Quentin sourit et ajoute qu’Erwann ne peut pas reprocher à leur ami d’enfance d’avoir tenté le coup, renchérissant sur le fait que si lui-même avait été gay, il aurait peut-être agit de la même façon.

— Beau comme t’es, même balafré, j’aurais sûrement adoré te brancher, le taquine-t-il avec un rictus malicieux.

— Putain, mais vous êtes infernaux tous les deux ! Pas un pour rattraper l’autre.

Tous les deux se mettent à rirent, plus complices que jamais. Puis, Quentin reprend plus sérieusement en défendant Richard, persuadé qu’une vengeance n’était pas dans son intention en se comportant ainsi. Il rappelle à Erwann tout ce que leur ami a fait pour lui, lors de son récent séjour en prison, mais plus anciennement aussi, après son divorce. Et cela par pure amitié. Selon lui, concernant la relation que Richard a démarré avec Anthony, il s’agit très certainement d’une réelle passion qui, comme toutes les passions, les a complètement dépassés. Pour lui, même si la situation est délicate, il n'est pas question d’une faute à proprement parlé.

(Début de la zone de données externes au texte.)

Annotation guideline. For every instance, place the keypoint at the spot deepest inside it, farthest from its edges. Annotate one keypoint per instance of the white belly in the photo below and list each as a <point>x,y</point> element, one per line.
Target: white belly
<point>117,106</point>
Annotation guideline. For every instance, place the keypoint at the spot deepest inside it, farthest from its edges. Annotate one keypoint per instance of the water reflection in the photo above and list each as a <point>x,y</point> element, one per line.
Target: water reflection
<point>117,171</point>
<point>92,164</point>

— Ils étaient consentants tous les deux, plaide-t-il encore. Tu peux pas lui en vouloir pour ça.

— Tu prends son parti à ce que je vois...

— Gaz, je comprends ta position, vraiment, surtout de la façon dont tu l’as appris. Mais tu as fait montre d’une grande générosité envers moi, alors que je n’ai jamais rien fait pour le mériter, ce qui n’est pas le cas de Bud. Tu sais très bien qu’il a fait énormément pour toi. Plus que moi, à n’en pas douter. S’il y en a bien un que tu doives pardonner, c’est lui.

Le propriétaire des lieux se tait, partagé entre les arguments recevables de Quentin et sa difficulté à tout oublier. Certes, sa discussion avec Richard a été plutôt positive mais pour le reste, il craint de voir les choses mal tourner. Que l’un ou l’autre se fasse souffrir, que son fils morfle dans cette relation que le père juge déséquilibrée. Pour le moment, il a du mal à envisager une fin heureuse pour ces deux-là.

— Je verrai... J’ai besoin de temps pour digérer tout ça.

— Prends-le, mais sache quand même que Bud est sûrement très mal. Il a beau faire le mec qui encaisse, je sais qu’il n’en mène pas large.

— C’est bien beau de me faire la morale, mais pour Manuella, tu vas faire quoi ?

— Suivre tes conseils : Je vais tellement la faire décoller qu’elle ne pourra plus remettre les pieds sur terre.